Fish Oil (1-2 Grams, Post-Workout Meal). An excellent source of Omega-3 Fatty Acids, Fish Oil has been shown to improve muscle growth, performance, and lean body mass. It also helps reduce chronic inflammation and cortisol while increasing testosterone and improving processes for protein storage (including protein synthesis) or oxidation. Additionally, Omega-3’s have been shown to increase fat oxidation rates and metabolism. If you are already eating at least 500 grams of fish per week, you are probably getting enough Omega-3’s. However, if you aren’t, supplementing with 1-2 grams of combined DHA and EPA in the form of fish oil during your Post-Workout meal could help. Combining it with fats like avocado during your meal has been shown to increase its potency. According to WebMD, fish oil side effects include heartburn, loose stools, and nosebleeds, but taking fish oil supplements with meals can reduce these issues. Also, pay attention to your intake, more than three (3) grams daily might increase the chance of bleeding.

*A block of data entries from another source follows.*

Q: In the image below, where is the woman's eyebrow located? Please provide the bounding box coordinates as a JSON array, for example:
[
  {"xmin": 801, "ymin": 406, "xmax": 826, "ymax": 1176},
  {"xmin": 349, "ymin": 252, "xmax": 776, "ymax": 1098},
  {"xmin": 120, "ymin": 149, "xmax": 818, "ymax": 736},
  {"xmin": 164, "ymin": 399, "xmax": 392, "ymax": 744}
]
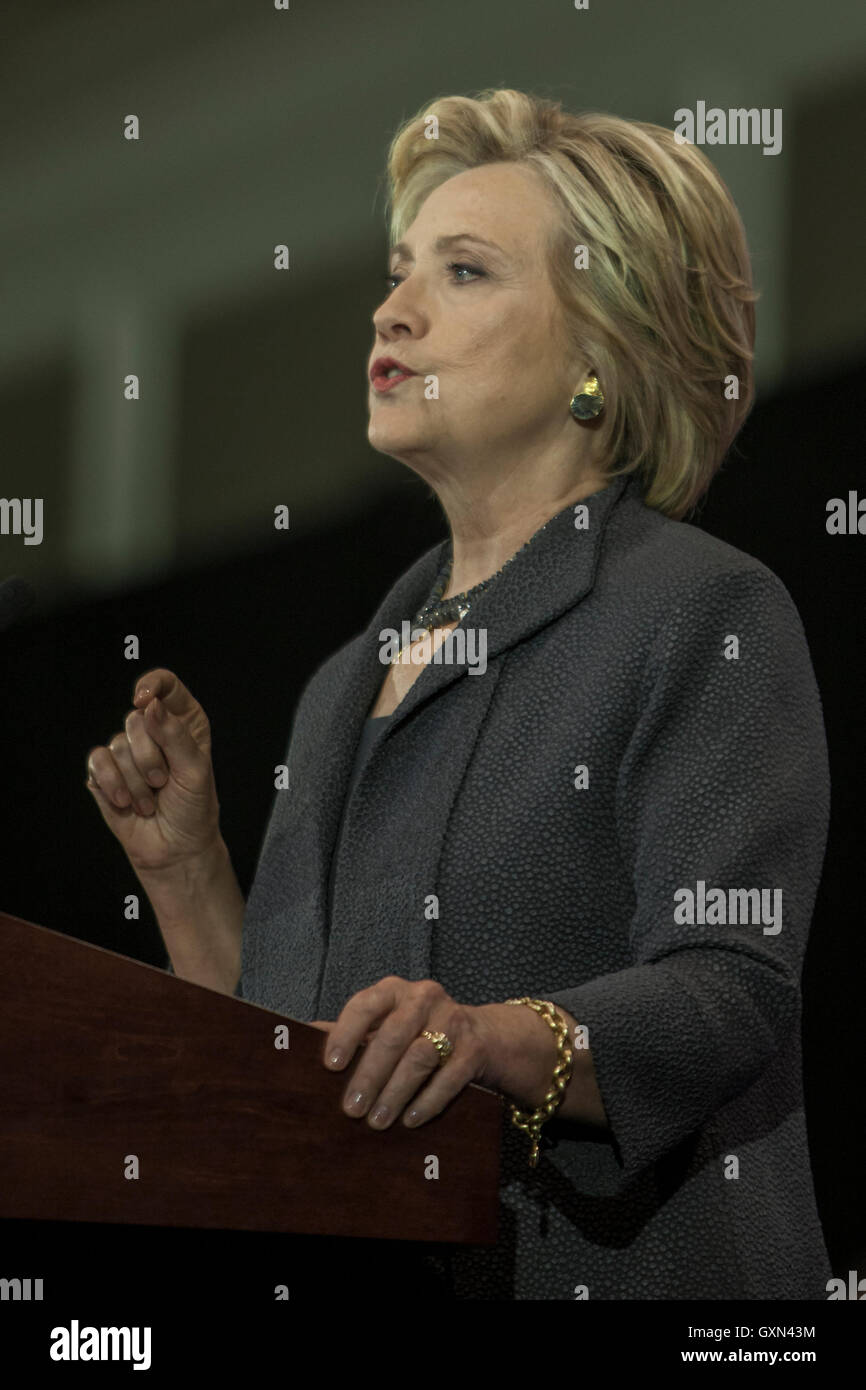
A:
[{"xmin": 391, "ymin": 232, "xmax": 506, "ymax": 260}]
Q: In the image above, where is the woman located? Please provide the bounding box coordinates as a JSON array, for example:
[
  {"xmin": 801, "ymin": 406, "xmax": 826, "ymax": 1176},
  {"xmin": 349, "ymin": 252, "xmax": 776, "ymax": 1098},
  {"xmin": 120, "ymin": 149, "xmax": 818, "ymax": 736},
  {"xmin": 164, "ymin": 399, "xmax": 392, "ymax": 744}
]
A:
[{"xmin": 89, "ymin": 90, "xmax": 830, "ymax": 1298}]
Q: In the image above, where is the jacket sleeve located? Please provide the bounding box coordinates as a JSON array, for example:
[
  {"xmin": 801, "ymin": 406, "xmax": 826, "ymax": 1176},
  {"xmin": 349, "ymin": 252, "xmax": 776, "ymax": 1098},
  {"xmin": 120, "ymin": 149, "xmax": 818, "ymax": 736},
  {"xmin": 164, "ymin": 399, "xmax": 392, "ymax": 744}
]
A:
[{"xmin": 548, "ymin": 562, "xmax": 830, "ymax": 1176}]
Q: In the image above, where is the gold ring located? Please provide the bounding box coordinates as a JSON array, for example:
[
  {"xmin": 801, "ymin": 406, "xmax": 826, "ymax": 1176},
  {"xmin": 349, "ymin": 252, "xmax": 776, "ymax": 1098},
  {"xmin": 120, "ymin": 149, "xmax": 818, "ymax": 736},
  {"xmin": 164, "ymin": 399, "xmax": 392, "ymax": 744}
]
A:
[{"xmin": 421, "ymin": 1029, "xmax": 455, "ymax": 1066}]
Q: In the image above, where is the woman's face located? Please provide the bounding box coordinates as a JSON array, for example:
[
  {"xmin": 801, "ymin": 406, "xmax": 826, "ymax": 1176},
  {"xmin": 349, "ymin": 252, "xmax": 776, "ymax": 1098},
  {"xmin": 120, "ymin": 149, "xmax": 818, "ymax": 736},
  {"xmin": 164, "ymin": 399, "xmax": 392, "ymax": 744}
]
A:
[{"xmin": 367, "ymin": 164, "xmax": 587, "ymax": 482}]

If you watch the video, you will notice that I left off discussing Tart Cherry Powder. In the video, even Max indicates the jury is out on this supplement, and when I looked up the side effects, they included excessive hunger, nervousness, and memory loss among others. Hence, I decided to leave it off my list. I doubt I will try it anytime soon. But, if you have some great results from it, let me know in the reviews section. Additionally, if you have PTSD and are supplementing with Ashwagandha, let me know how it’s working for you.